Ella Mai singles chronology
| "Jealous" (2023) | "Little Things" (2024) | "Tell Her" (2025) |

Music video
- "Little Things" on YouTube

= Little Things (Ella Mai song) =

2024 single by Ella Mai

"Little Things" is a song by English singer-songwriter Ella Mai from her EP, 3 (2024) and her third studio album, Do You Still Love Me? (2026). It was produced by Mustard and co-produced by Gylttryp.

==Content==
The song centers on the notion that even small gestures of kindness can convey love and help maintain strong healthy relationships. The lyrics focus on Ella Mai consciously putting effort into a relationship through these actions, such as preparing a bath, a movie to entertain, and breakfast for her partner.
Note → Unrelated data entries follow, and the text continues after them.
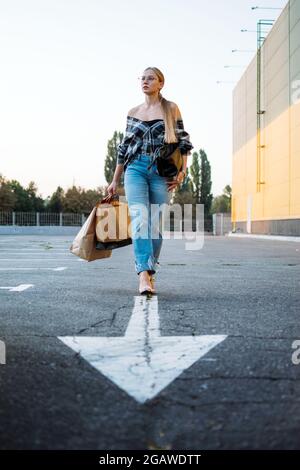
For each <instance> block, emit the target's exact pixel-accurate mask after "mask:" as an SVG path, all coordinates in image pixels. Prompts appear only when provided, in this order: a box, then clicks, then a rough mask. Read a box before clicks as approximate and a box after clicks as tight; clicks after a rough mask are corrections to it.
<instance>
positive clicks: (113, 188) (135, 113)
mask: <svg viewBox="0 0 300 470" xmlns="http://www.w3.org/2000/svg"><path fill="white" fill-rule="evenodd" d="M164 81H165V80H164V76H163V73H162V72H161V71H160V70H159V69H158V68H156V67H147V68H146V69H145V70H144V73H143V75H142V77H141V87H142V91H143V93H144V95H145V101H144V103H142V104H140V105H138V106H136V107H135V108H132V109H130V110H129V112H128V115H127V125H126V133H125V136H124V138H123V140H122V142H121V143H120V145H119V146H118V156H117V165H116V169H115V173H114V177H113V181H112V182H111V184H110V185H109V186H108V187H107V192H108V193H109V194H110V195H112V194H115V193H116V190H117V186H118V183H119V181H120V178H121V176H122V172H123V171H124V189H125V195H126V199H127V203H128V208H129V214H130V219H131V230H132V243H133V249H134V255H135V270H136V272H137V274H138V275H139V292H140V294H147V293H151V294H153V293H155V289H154V278H153V274H155V272H156V269H157V265H158V264H159V263H158V259H159V255H160V251H161V246H162V234H161V231H160V230H158V232H159V233H158V237H157V236H156V237H154V238H151V237H150V234H151V233H153V232H152V230H153V228H154V230H155V229H156V230H157V228H158V227H159V218H160V213H161V209H160V208H161V207H163V206H161V205H163V204H167V203H168V202H169V197H168V196H169V195H168V192H170V191H171V190H173V189H174V188H175V187H176V186H177V185H178V184H181V183H182V182H183V180H184V178H185V175H186V166H187V156H188V155H190V153H191V149H192V148H194V147H193V145H192V144H191V142H190V140H189V134H188V133H187V132H185V130H184V127H183V121H182V118H181V114H180V111H179V108H178V106H177V105H176V104H175V103H173V102H172V101H168V100H166V99H165V98H163V96H162V95H161V89H162V88H163V86H164ZM178 139H179V148H180V152H181V154H182V156H183V168H182V171H181V172H180V173H179V174H178V175H177V178H176V179H175V180H171V181H170V179H169V178H167V177H164V176H160V175H159V174H158V171H157V165H156V161H155V160H154V152H155V149H157V148H158V147H159V146H160V145H162V143H163V142H168V143H171V142H177V141H178ZM153 162H154V163H153ZM151 163H152V166H150V165H151ZM151 204H155V205H156V206H151V215H150V205H151ZM140 205H143V207H145V208H146V213H147V214H146V215H147V216H145V211H141V210H136V208H137V206H138V207H140ZM153 207H155V208H156V209H155V210H154V211H153ZM146 227H147V228H148V232H147V233H148V237H138V236H137V235H138V230H140V229H142V230H143V228H146ZM144 233H145V232H144Z"/></svg>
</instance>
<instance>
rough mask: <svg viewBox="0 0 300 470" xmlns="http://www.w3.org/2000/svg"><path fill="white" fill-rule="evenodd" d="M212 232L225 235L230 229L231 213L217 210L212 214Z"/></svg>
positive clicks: (219, 234) (227, 232) (216, 234)
mask: <svg viewBox="0 0 300 470" xmlns="http://www.w3.org/2000/svg"><path fill="white" fill-rule="evenodd" d="M212 219H213V234H214V235H225V234H226V233H229V232H230V231H231V230H232V222H231V213H230V212H217V213H215V214H213V217H212Z"/></svg>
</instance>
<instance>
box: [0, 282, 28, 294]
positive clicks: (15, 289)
mask: <svg viewBox="0 0 300 470" xmlns="http://www.w3.org/2000/svg"><path fill="white" fill-rule="evenodd" d="M33 286H34V284H19V285H18V286H15V287H10V286H7V287H0V289H7V290H9V291H10V292H22V291H23V290H26V289H29V287H33Z"/></svg>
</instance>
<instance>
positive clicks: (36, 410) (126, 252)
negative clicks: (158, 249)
mask: <svg viewBox="0 0 300 470" xmlns="http://www.w3.org/2000/svg"><path fill="white" fill-rule="evenodd" d="M72 239H73V236H71V235H62V236H55V235H47V234H44V235H2V236H1V237H0V309H1V314H0V318H1V329H0V340H1V341H2V361H0V362H2V363H1V364H0V448H1V449H198V450H201V449H260V448H261V449H277V448H283V449H297V448H298V449H299V448H300V442H299V434H300V398H299V397H300V393H299V392H300V380H299V379H300V365H296V364H294V363H293V361H292V354H293V348H292V344H293V342H294V341H295V340H300V322H299V297H300V290H299V281H300V245H299V243H293V242H284V241H273V240H256V239H243V238H233V237H226V236H225V237H213V236H207V237H206V238H205V242H204V246H203V248H202V249H201V250H196V251H192V250H191V251H188V250H185V241H184V240H174V239H170V240H165V241H164V244H163V248H162V255H161V267H160V270H159V272H158V275H157V282H156V287H157V295H155V296H152V297H151V298H149V299H147V298H146V297H145V296H140V295H139V294H138V278H137V275H136V273H135V271H134V260H133V256H132V245H130V246H127V247H123V248H120V249H118V250H115V251H114V252H113V253H112V257H111V258H107V259H103V260H97V261H93V262H90V263H88V262H86V261H83V260H80V259H79V258H77V257H76V256H74V255H72V254H71V253H70V251H69V247H70V244H71V241H72Z"/></svg>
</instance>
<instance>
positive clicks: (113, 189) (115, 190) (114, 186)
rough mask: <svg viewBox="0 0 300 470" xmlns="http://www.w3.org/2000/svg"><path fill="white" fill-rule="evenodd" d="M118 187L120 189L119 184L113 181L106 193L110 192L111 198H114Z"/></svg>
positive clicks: (107, 189)
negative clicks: (118, 185) (107, 192)
mask: <svg viewBox="0 0 300 470" xmlns="http://www.w3.org/2000/svg"><path fill="white" fill-rule="evenodd" d="M117 187H118V184H117V183H116V181H114V180H113V181H112V182H111V183H110V185H109V186H107V188H106V191H107V192H108V194H109V195H110V196H112V195H113V194H116V193H117Z"/></svg>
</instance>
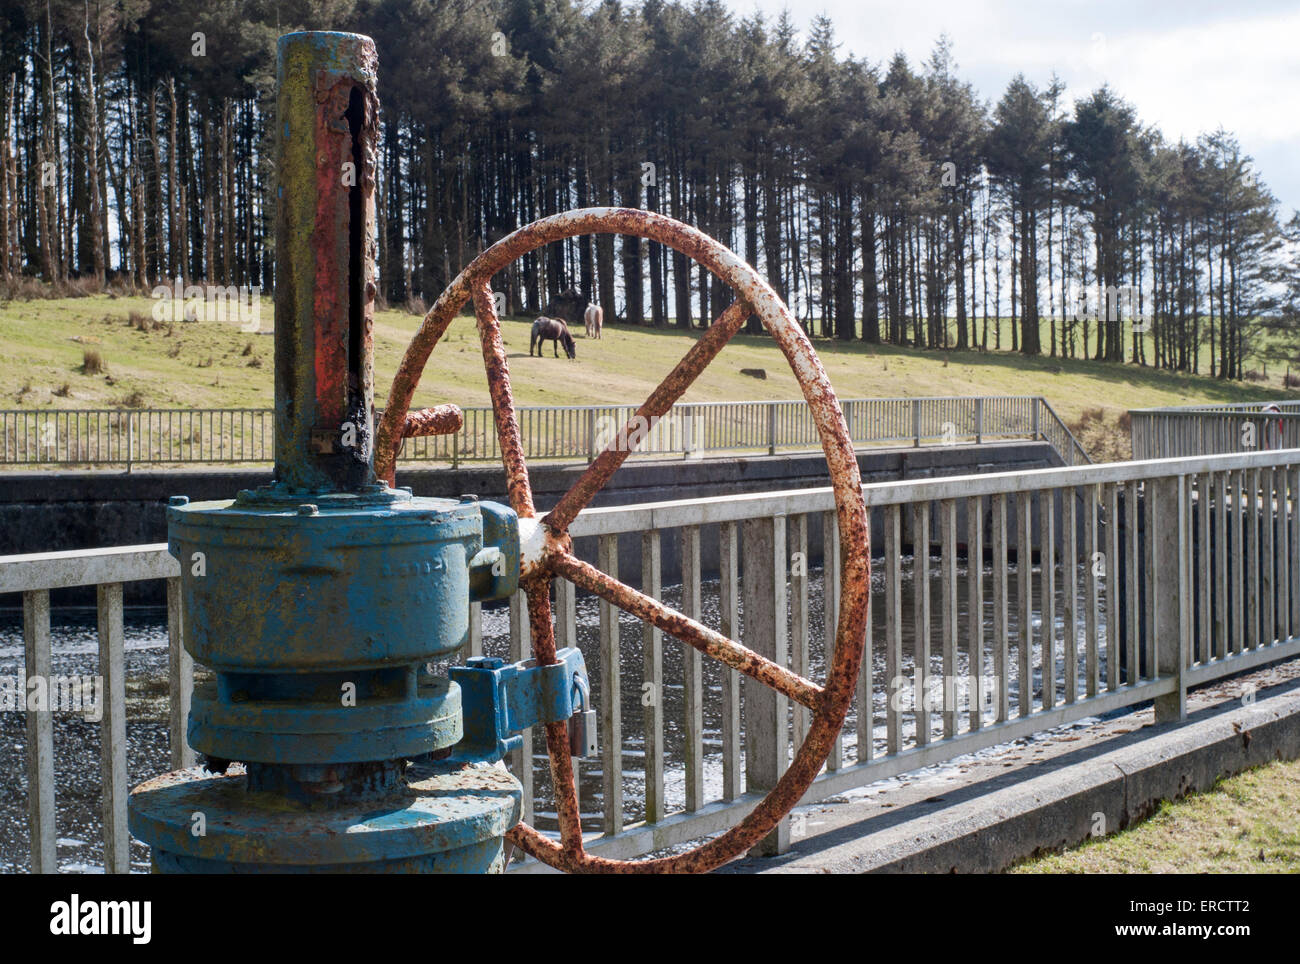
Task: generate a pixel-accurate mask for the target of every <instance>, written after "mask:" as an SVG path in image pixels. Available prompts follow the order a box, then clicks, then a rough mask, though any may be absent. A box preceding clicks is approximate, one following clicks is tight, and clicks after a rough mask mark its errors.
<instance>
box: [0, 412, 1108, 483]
mask: <svg viewBox="0 0 1300 964" xmlns="http://www.w3.org/2000/svg"><path fill="white" fill-rule="evenodd" d="M841 408H842V411H844V416H845V420H846V421H848V424H849V431H850V434H852V435H853V439H854V442H855V443H858V444H863V446H868V444H888V443H911V444H914V446H920V444H924V443H935V444H945V443H956V442H961V440H972V442H983V440H984V439H1005V438H1032V439H1044V440H1047V442H1049V443H1052V446H1054V447H1056V450H1057V452H1058V453H1060V455H1061V457H1062V460H1063V461H1065V463H1066V464H1067V465H1078V464H1083V463H1086V461H1088V456H1087V453H1086V452H1084V451H1083V448H1082V446H1079V443H1078V440H1076V439H1075V438H1074V437H1073V435H1071V434H1070V430H1069V429H1067V427H1066V425H1065V424H1063V422H1062V421H1061V418H1060V417H1058V416H1057V413H1056V412H1054V411H1053V409H1052V407H1050V405H1049V404H1048V403H1047V401H1045V400H1044V399H1041V398H1039V396H1034V395H1008V396H1000V395H991V396H969V398H966V396H954V398H915V399H846V400H844V401H841ZM634 413H636V407H634V405H568V407H521V408H517V409H516V416H517V418H519V425H520V433H521V435H523V439H524V444H525V455H526V457H529V459H534V460H538V459H567V460H590V459H593V457H595V455H597V453H598V452H599V451H601V448H603V446H604V444H606V443H607V442H608V440H610V439H612V438H614V437H615V435H616V433H617V430H619V429H620V427H621V426H623V425H624V424H625V422H627V421H628V420H629V418H632V416H633V414H634ZM463 414H464V425H463V426H461V429H460V431H458V433H455V434H452V435H434V437H424V438H412V439H407V440H406V442H404V444H403V448H402V455H400V457H402V459H403V460H406V461H429V463H450V464H452V465H459V464H460V463H467V461H497V460H499V459H500V448H499V447H498V442H497V427H495V422H494V420H493V412H491V409H490V408H465V409H463ZM273 429H274V413H273V412H272V409H269V408H265V409H263V408H222V409H9V411H0V465H32V466H36V465H60V464H64V465H125V466H126V468H127V470H130V468H131V466H134V465H151V464H153V465H157V464H165V465H173V464H190V463H266V461H272V460H273V459H274V430H273ZM630 439H632V440H634V442H636V443H637V448H636V455H643V456H667V455H679V456H688V457H689V456H694V455H702V453H705V452H742V451H754V450H758V451H763V450H766V451H767V452H768V453H771V455H775V453H776V452H779V451H798V450H811V448H818V447H819V446H820V440H819V437H818V434H816V427H815V425H814V424H813V416H811V409H809V407H807V404H806V403H805V401H802V400H792V401H706V403H679V404H677V405H675V407H673V408H672V409H671V411H669V412H668V413H667V414H664V416H663V417H662V418H656V420H654V421H653V422H651V424H646V425H638V426H634V429H633V433H632V434H630Z"/></svg>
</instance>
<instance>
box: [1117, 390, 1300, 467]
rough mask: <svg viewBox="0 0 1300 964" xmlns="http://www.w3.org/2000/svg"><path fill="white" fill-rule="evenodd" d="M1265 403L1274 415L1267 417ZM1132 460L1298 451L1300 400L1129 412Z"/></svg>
mask: <svg viewBox="0 0 1300 964" xmlns="http://www.w3.org/2000/svg"><path fill="white" fill-rule="evenodd" d="M1265 404H1271V405H1277V408H1278V409H1279V411H1277V412H1266V411H1264V405H1265ZM1128 417H1130V418H1131V431H1132V453H1134V459H1182V457H1184V456H1193V455H1218V453H1223V452H1258V451H1266V450H1278V448H1295V447H1297V446H1300V401H1275V403H1247V404H1231V405H1229V404H1225V405H1195V407H1184V408H1141V409H1135V411H1132V412H1130V413H1128Z"/></svg>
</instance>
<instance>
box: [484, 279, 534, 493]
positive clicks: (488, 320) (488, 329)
mask: <svg viewBox="0 0 1300 964" xmlns="http://www.w3.org/2000/svg"><path fill="white" fill-rule="evenodd" d="M473 299H474V314H476V316H477V318H478V339H480V342H482V349H484V365H486V368H487V391H489V392H490V394H491V411H493V418H494V421H495V422H497V440H498V442H499V443H500V460H502V463H503V464H504V466H506V491H507V492H508V494H510V504H511V507H512V508H513V509H515V512H517V513H519V514H520V516H525V517H532V516H534V514H536V511H534V509H533V487H532V486H530V485H529V482H528V465H526V464H525V461H524V442H523V439H521V438H520V435H519V421H517V420H516V418H515V396H513V392H511V390H510V365H507V364H506V346H504V344H503V343H502V340H500V325H499V323H498V321H497V305H495V303H494V300H493V296H491V288H490V287H489V286H487V279H486V278H482V279H480V281H476V282H474V283H473Z"/></svg>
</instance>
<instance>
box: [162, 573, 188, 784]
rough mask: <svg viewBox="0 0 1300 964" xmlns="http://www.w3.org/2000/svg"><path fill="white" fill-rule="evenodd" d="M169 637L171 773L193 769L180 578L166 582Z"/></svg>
mask: <svg viewBox="0 0 1300 964" xmlns="http://www.w3.org/2000/svg"><path fill="white" fill-rule="evenodd" d="M166 637H168V691H169V695H170V699H168V746H169V756H170V764H172V769H174V770H183V769H186V768H187V767H192V765H194V750H191V748H190V744H188V742H186V735H185V734H186V726H187V724H188V721H190V702H191V698H192V696H194V657H192V656H190V653H188V651H187V650H186V648H185V620H183V615H182V609H181V577H179V576H177V577H174V578H170V579H168V581H166Z"/></svg>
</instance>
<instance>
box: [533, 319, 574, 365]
mask: <svg viewBox="0 0 1300 964" xmlns="http://www.w3.org/2000/svg"><path fill="white" fill-rule="evenodd" d="M542 342H552V343H554V344H552V346H551V347H552V348H554V349H555V357H556V359H558V357H559V356H560V346H562V344H563V346H564V353H565V355H568V356H569V357H571V359H576V357H577V346H576V344H575V343H573V335H571V334H569V333H568V325H565V323H564V322H563V321H560V320H559V318H547V317H546V316H542V317H541V318H538V320H537V321H534V322H533V334H532V336H530V338H529V339H528V355H529V357H532V355H533V346H534V344H536V346H537V357H541V356H542Z"/></svg>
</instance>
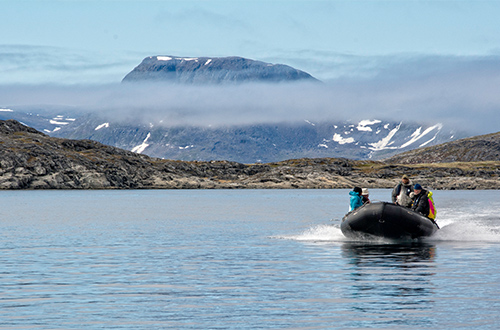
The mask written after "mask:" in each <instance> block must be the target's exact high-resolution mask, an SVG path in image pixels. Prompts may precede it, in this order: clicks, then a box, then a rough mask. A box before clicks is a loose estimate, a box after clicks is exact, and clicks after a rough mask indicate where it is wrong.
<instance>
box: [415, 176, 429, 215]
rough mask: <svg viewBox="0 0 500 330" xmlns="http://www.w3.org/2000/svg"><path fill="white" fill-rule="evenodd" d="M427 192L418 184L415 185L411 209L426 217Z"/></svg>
mask: <svg viewBox="0 0 500 330" xmlns="http://www.w3.org/2000/svg"><path fill="white" fill-rule="evenodd" d="M427 195H428V191H427V190H425V189H423V188H422V186H421V185H420V184H418V183H417V184H416V185H415V187H414V190H413V204H412V206H411V209H412V210H413V211H415V212H418V213H420V214H422V215H425V216H426V217H427V216H429V209H430V206H429V198H428V197H427Z"/></svg>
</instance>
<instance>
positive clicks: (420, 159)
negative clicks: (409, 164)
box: [386, 132, 500, 164]
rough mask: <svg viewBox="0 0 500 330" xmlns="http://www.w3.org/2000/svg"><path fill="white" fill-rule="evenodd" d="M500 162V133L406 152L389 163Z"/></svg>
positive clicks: (479, 136) (403, 153)
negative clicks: (477, 161)
mask: <svg viewBox="0 0 500 330" xmlns="http://www.w3.org/2000/svg"><path fill="white" fill-rule="evenodd" d="M498 160H500V132H498V133H494V134H487V135H480V136H475V137H471V138H466V139H460V140H456V141H451V142H446V143H442V144H439V145H436V146H432V147H427V148H420V149H415V150H411V151H408V152H404V153H401V154H398V155H396V156H393V157H391V158H388V159H386V162H388V163H399V164H422V163H452V162H477V161H498Z"/></svg>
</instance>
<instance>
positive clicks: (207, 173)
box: [0, 120, 500, 190]
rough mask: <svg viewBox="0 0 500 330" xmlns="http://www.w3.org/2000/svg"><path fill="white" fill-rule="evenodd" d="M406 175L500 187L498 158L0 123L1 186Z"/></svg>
mask: <svg viewBox="0 0 500 330" xmlns="http://www.w3.org/2000/svg"><path fill="white" fill-rule="evenodd" d="M403 174H407V175H409V176H410V178H411V179H412V181H413V182H419V183H420V184H422V185H423V186H424V187H427V188H429V189H435V190H439V189H500V180H499V175H500V161H488V162H464V163H459V162H456V163H439V164H414V165H400V164H389V163H384V162H376V161H354V160H348V159H343V158H315V159H308V158H304V159H296V160H287V161H282V162H276V163H267V164H240V163H236V162H228V161H211V162H196V161H195V162H185V161H173V160H163V159H157V158H151V157H148V156H145V155H140V154H136V153H133V152H129V151H125V150H122V149H118V148H114V147H110V146H106V145H103V144H100V143H98V142H95V141H90V140H68V139H59V138H53V137H49V136H47V135H45V134H43V133H40V132H38V131H36V130H35V129H32V128H29V127H26V126H24V125H22V124H20V123H18V122H16V121H13V120H7V121H0V189H341V188H342V189H343V188H347V189H351V188H352V187H354V186H360V187H366V188H392V187H394V185H395V184H396V183H397V182H399V179H400V178H401V176H402V175H403Z"/></svg>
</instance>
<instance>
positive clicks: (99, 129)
mask: <svg viewBox="0 0 500 330" xmlns="http://www.w3.org/2000/svg"><path fill="white" fill-rule="evenodd" d="M104 127H106V128H109V123H104V124H101V125H99V126H97V127H96V128H95V129H94V130H95V131H98V130H100V129H101V128H104Z"/></svg>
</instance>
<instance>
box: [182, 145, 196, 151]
mask: <svg viewBox="0 0 500 330" xmlns="http://www.w3.org/2000/svg"><path fill="white" fill-rule="evenodd" d="M193 147H194V145H190V146H185V147H179V149H180V150H184V149H189V148H193Z"/></svg>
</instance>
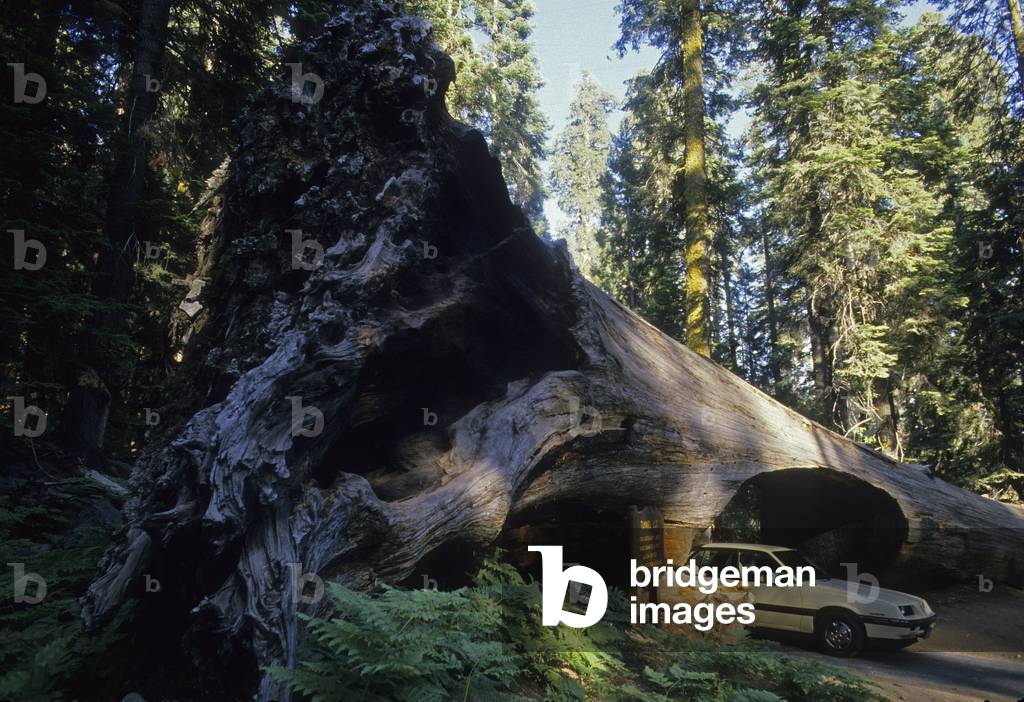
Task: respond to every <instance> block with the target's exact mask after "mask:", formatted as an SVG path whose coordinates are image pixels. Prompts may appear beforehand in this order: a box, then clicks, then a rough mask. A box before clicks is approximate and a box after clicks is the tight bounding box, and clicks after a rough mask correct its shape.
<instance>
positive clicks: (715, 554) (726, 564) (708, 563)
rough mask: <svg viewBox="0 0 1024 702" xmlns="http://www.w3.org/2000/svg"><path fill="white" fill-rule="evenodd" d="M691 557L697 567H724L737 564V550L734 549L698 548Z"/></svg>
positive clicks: (703, 567)
mask: <svg viewBox="0 0 1024 702" xmlns="http://www.w3.org/2000/svg"><path fill="white" fill-rule="evenodd" d="M690 558H691V559H693V561H694V563H695V564H696V567H697V568H706V567H711V568H724V567H725V566H734V565H736V552H735V551H733V550H732V549H697V550H696V551H694V552H693V553H692V554H691V555H690Z"/></svg>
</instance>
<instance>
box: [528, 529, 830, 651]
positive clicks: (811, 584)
mask: <svg viewBox="0 0 1024 702" xmlns="http://www.w3.org/2000/svg"><path fill="white" fill-rule="evenodd" d="M528 551H536V552H538V553H539V554H541V590H542V593H541V611H542V617H541V620H542V623H543V624H544V625H545V626H557V625H558V624H566V625H568V626H571V627H573V628H585V627H587V626H593V625H594V624H596V623H597V622H599V621H600V620H601V618H602V617H603V616H604V613H605V611H607V608H608V587H607V585H606V584H605V582H604V578H602V577H601V576H600V574H598V572H597V571H595V570H593V569H592V568H588V567H586V566H581V565H573V566H570V567H569V568H565V569H564V570H563V569H562V546H528ZM814 577H815V573H814V568H812V567H809V566H798V567H796V568H794V567H791V566H779V567H777V568H769V567H766V566H725V567H723V568H717V567H714V566H700V567H698V566H697V565H696V562H695V561H693V560H692V559H691V560H690V562H689V563H687V564H686V565H684V566H679V567H675V566H674V564H673V562H672V560H669V561H667V562H666V565H664V566H653V567H648V566H642V565H639V564H638V563H637V561H636V559H631V560H630V585H632V586H633V587H648V586H650V585H654V586H658V587H680V588H687V589H688V588H696V589H697V590H699V591H700V593H701V594H703V595H714V594H715V593H717V591H718V589H719V587H742V588H745V587H802V586H804V585H807V586H810V587H813V586H814ZM573 582H578V583H582V584H584V585H589V586H590V589H591V591H590V599H589V601H588V602H587V611H586V612H584V613H583V614H579V613H577V612H566V611H565V610H564V609H563V608H562V604H563V603H564V601H565V593H566V590H567V589H568V587H569V585H570V583H573ZM754 620H755V610H754V603H752V602H742V603H739V604H732V603H729V602H720V603H719V602H700V603H696V604H691V603H687V602H680V603H676V604H675V605H671V606H670V605H669V604H667V603H649V602H643V603H641V602H637V598H636V596H633V597H631V598H630V621H631V622H632V623H634V624H689V625H692V626H693V627H694V628H695V629H697V630H698V631H709V630H711V629H712V628H713V627H714V626H715V625H716V624H722V625H728V624H743V625H750V624H753V623H754Z"/></svg>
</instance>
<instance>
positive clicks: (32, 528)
mask: <svg viewBox="0 0 1024 702" xmlns="http://www.w3.org/2000/svg"><path fill="white" fill-rule="evenodd" d="M58 482H59V487H57V488H55V489H54V488H52V487H51V488H50V489H48V490H45V491H44V492H42V493H40V491H39V490H37V489H30V488H28V487H27V486H25V485H23V488H22V489H20V490H18V489H15V490H12V491H11V492H10V493H8V494H0V563H3V564H4V570H3V571H2V574H0V591H2V593H6V594H14V595H16V596H19V597H18V601H17V602H15V600H14V598H13V597H11V596H10V595H7V596H6V597H4V598H2V599H0V631H3V635H2V637H0V700H19V701H20V700H25V701H29V700H31V701H32V702H49V701H50V700H62V699H71V698H70V697H68V696H67V695H66V694H63V693H67V691H69V690H72V689H77V688H79V687H80V686H81V685H82V684H83V682H84V679H85V678H96V677H97V676H98V677H100V678H101V676H102V671H101V668H102V666H101V665H99V661H100V659H102V658H103V656H104V654H105V653H106V652H108V651H110V650H111V648H112V645H113V642H114V640H115V637H116V635H117V634H116V631H117V630H118V629H119V626H120V623H121V620H122V619H123V617H124V616H125V615H122V617H119V618H118V620H117V621H115V623H114V625H113V626H111V627H109V628H108V629H106V632H105V633H104V634H102V635H97V637H90V635H88V634H86V632H85V630H84V628H83V626H82V621H81V619H80V618H79V604H78V598H79V597H80V596H81V595H82V593H83V591H84V590H85V588H86V586H87V585H88V583H89V581H90V580H91V579H92V577H93V576H94V575H95V568H96V562H97V561H98V560H99V556H100V554H102V551H103V549H104V547H105V546H106V543H108V542H109V540H110V531H109V529H105V528H103V527H101V526H99V525H97V524H95V523H91V524H90V523H89V520H82V519H81V518H80V517H81V512H82V510H83V509H88V506H89V504H96V503H99V502H101V501H102V500H103V499H105V498H108V497H110V495H108V494H106V493H104V492H103V491H102V489H101V488H99V487H97V486H96V485H95V483H92V482H91V481H89V480H86V479H84V478H69V479H67V480H62V481H58ZM15 567H17V568H18V570H22V572H23V573H32V574H36V575H38V576H40V577H42V578H43V581H44V582H45V590H42V589H40V588H39V586H38V583H37V581H36V580H35V579H33V581H32V582H27V581H25V580H23V582H22V586H19V587H15V582H14V577H15ZM38 598H41V599H40V600H39V601H38V602H36V600H37V599H38Z"/></svg>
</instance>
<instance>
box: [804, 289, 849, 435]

Like the other songs from 3, "Little Things" is believed to be addressing her boyfriend, basketball player Jayson Tatum.

== Critics reception ==
Reviewing the album, Kearse Stephen of Pitchfork described the song as an "innocent successor" of Destiny's Child's "Cater 2 U" (2005), pointing out that "where Destiny’s Child depicted small acts of service as intimate foreplay, Mai drops the come-ons and finds pleasure in the favors themselves; [...] a strong current of devotion, but her conviction here is ironclad, her voice clarion rather than yearning".

==Charts==
===Weekly charts===

Weekly chart performance for "Little Things"
| Chart (2024–2025) | Peak position |
|---|---|
| New Zealand Hot Singles (RMNZ) | 11 |
| US Billboard Hot 100 | 81 |
| US Hot R&B/Hip-Hop Songs (Billboard) | 22 |
| US Rhythmic Airplay (Billboard) | 37 |

===Year-end charts===

Year-end chart performance for "Little Things"
| Chart (2025) | Position |
|---|---|
| US Hot R&B/Hip-Hop Songs (Billboard) | 45 |

==Certifications==

Certifications for "Little Things"
| Region | Certification | Certified units/sales |
| New Zealand (RMNZ) | Gold | 15,000^{‡} |
^{‡} Sales+streaming figures based on certification alone.